Laat uw barmhartigheid neerdalen over ons,
zoals ons vertrouwen uitgaat naar U.
O U, Heer, is onze hoop gevestigd,
beschaam ons niet in eeuwigheid.

slotgebeden

Heer, ontferm U over ons.
Christus, ontferm U over ons.
Heer, ontferm U over ons.

HEER, hoor mijn gebed,
laat mijn hulpkreet u bereiken.

korte stilte

Geprezen zij God, de heilige Drieëenheid.

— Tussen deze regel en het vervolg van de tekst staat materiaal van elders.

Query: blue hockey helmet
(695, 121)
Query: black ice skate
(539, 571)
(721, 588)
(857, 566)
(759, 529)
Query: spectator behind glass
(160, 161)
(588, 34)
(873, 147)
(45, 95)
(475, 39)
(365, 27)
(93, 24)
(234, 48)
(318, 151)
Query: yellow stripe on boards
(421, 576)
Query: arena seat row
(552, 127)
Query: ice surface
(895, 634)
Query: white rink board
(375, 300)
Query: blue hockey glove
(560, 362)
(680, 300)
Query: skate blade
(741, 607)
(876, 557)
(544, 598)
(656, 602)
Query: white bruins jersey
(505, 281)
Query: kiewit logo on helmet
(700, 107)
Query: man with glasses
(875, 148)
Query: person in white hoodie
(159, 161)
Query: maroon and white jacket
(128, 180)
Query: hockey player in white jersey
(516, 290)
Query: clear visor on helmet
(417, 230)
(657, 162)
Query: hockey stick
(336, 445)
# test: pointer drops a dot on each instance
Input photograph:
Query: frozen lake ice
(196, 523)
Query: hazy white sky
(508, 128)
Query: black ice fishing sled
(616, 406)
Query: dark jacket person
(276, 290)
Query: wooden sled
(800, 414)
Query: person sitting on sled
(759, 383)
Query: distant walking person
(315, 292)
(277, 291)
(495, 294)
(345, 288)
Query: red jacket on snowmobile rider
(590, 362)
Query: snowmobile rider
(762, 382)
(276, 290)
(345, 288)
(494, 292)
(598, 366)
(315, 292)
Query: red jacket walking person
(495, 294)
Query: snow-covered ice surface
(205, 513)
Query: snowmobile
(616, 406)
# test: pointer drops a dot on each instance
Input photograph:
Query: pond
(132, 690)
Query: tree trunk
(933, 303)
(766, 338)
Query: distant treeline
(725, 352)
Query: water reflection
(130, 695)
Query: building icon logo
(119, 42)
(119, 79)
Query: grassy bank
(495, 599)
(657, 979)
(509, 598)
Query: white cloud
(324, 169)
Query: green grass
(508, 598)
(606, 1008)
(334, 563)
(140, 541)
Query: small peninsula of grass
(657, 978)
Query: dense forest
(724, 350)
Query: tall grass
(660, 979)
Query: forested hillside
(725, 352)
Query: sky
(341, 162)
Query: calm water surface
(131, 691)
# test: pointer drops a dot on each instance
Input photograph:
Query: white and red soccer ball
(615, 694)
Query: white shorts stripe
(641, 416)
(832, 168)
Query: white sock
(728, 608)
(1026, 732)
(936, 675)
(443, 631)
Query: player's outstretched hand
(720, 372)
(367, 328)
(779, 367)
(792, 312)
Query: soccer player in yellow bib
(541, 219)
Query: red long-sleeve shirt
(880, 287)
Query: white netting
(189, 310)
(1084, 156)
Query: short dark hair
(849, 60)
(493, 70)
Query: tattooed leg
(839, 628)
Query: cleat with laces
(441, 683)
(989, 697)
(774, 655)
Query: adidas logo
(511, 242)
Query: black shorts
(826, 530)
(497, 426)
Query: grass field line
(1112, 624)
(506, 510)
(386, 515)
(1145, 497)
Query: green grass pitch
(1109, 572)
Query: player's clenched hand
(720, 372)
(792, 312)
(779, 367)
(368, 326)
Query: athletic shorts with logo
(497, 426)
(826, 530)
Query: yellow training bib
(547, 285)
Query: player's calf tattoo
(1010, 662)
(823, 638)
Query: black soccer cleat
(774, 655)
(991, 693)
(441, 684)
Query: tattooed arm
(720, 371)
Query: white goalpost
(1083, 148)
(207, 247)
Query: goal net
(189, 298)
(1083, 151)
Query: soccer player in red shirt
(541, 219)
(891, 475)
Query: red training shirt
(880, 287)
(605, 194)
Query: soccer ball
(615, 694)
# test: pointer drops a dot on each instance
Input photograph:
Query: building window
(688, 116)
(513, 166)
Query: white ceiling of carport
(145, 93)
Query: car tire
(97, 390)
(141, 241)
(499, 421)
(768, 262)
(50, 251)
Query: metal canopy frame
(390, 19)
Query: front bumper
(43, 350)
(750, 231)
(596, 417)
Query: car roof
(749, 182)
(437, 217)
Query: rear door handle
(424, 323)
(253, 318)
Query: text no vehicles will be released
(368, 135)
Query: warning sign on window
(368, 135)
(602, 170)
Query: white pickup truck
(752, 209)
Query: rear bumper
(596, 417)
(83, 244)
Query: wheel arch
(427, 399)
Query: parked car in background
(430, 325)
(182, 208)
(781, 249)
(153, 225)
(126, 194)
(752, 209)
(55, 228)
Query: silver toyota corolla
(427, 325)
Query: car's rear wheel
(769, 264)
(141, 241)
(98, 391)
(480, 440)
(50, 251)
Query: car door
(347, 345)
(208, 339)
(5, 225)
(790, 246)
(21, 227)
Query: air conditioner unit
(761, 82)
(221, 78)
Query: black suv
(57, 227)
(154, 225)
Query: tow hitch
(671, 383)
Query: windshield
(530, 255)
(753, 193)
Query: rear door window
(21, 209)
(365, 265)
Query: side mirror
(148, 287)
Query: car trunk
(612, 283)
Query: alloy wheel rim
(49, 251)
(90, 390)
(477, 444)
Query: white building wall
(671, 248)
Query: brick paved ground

Eer aan U, Vader, Zoon en heilige Geest.
Heilige Vader, wij weten niet hoe wij moeten bidden; schenk ons uw Geest die de mensen bijstaat en voor hen bidt.
Zoon van God, U hebt de Vader om een helper gevraagd voor uw kerk; laat de Geest van waarheid altijd met ons blijven.
Kom, heilige Geest, breng ons uw gaven: liefde, vreugde en vrede, geduld, goedheid en trouw.
Vader, U roepen wij vol vertrouwen aan; Christus, U erkennen wij als redder; heilige Geest, U danken wij het leven; laat ons steeds getuigen van uw liefde.

Ik bid U, Heer, …

… Onze Vader in de hemel,
laat uw naam geheiligd worden,
laat uw koninkrijk komen
en uw wil gedaan worden
op aarde zoals in de hemel.
Geef ons vandaag het brood
dat wij nodig hebben.
Vergeef ons onze schulden,
zoals ook wij hebben vergeven
wie ons iets schuldig was.
En breng ons niet in beproeving,
maar red ons uit de greep van het kwaad.
Want aan u behoort het koningschap,
de macht en de majesteit tot in eeuwigheid. Amen.